I appreciate the suggestion, but I don’t think Full Disk Encryption (FDE) fully addresses this issue. FDE protects data at rest, which is valuable, but it doesn’t safeguard against runtime threats. A trojan could compromise Whonix Workstation, whether through social engineering, an unpatched zero-day exploit, or another vulnerability, and access Signal’s private keys stored in plain text in local storage. Once the system is unlocked, FDE offers no protection against such an attack. Relying solely on FDE seems insufficient when the absence of a keyring daemon leaves sensitive data exposed in a way that could be mitigated with a more secure default configuration.

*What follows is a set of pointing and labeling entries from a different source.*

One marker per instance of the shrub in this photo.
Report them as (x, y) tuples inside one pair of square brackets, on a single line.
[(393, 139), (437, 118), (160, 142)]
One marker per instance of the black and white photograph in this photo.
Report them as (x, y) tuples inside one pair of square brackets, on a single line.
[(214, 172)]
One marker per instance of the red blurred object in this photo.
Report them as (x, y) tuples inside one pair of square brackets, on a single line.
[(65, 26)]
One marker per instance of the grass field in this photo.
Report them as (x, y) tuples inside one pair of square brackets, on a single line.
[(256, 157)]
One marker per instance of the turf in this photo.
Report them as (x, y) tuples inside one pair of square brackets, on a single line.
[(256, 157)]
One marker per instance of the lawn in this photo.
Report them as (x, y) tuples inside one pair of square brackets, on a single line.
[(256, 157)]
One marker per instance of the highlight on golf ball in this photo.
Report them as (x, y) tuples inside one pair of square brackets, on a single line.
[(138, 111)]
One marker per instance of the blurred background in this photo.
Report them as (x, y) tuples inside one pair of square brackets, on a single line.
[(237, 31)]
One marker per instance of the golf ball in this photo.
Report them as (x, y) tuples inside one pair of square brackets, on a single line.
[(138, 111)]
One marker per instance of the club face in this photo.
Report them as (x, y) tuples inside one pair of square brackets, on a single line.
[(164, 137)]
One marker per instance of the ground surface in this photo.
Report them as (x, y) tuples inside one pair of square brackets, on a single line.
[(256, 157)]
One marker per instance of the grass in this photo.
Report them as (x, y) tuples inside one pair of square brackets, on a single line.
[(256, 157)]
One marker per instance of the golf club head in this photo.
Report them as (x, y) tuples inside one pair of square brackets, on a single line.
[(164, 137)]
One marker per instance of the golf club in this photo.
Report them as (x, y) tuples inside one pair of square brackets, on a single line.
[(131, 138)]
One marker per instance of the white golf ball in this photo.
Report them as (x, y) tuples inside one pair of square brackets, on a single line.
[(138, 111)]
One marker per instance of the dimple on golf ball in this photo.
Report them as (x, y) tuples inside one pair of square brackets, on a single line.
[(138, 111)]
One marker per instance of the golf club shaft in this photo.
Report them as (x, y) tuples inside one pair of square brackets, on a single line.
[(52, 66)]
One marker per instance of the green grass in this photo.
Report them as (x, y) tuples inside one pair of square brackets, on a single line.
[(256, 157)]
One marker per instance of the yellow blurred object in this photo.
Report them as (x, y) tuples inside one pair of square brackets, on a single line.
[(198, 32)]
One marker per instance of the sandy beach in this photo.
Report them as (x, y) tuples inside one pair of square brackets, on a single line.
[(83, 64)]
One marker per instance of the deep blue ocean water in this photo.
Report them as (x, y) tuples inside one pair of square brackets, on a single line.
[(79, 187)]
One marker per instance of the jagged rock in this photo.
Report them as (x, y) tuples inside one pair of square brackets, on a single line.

Patrick · March 5, 2025, 9:18am

marcos-morar:

Patrick:

Best to only rely on Full Disk Encryption (FDE) exactly because of issues such as this.

I appreciate the suggestion, but I don’t think Full Disk Encryption (FDE) fully addresses this issue. FDE protects data at rest, which is valuable, but it doesn’t safeguard against runtime threats. A trojan could compromise Whonix Workstation, whether through social engineering, an unpatched zero-day exploit, or another vulnerability, and access Signal’s private keys stored in plain text in local storage. Once the system is unlocked, FDE offers no protection against such an attack. Relying solely on FDE seems insufficient when the absence of a keyring daemon leaves sensitive data exposed in a way that could be mitigated with a more secure default configuration.

If Signal can access the secrets through gnome-keyring, so can malware. It’s a bit harder to implement malware that uses the session cookie equivalent of gnome-keyring than just uploading a plain text file but still not very hard. This functionality might even already be available as a module in metasploit or malware somewhere.

It’s not as per Error storing passphrase in keyring (The name org.freedesktop.secrets was not provided by any .service files) - Development - Kicksecure Forums

Will be done in next update:

marcos-morar · March 5, 2025, 10:23am

You are right, but I think it applies more to a targeted attack specifically designed to extract private keys from gnome-keyring. That’s a different scenario compared to a generic trojan that gains system access and stumbles upon private keys stored in plain text as an easy bonus. The added layer of complexity with gnome-keyring at least raises the bar beyond trivial access.

Thanks a lot! Really appreciate it, looking forward to the next update.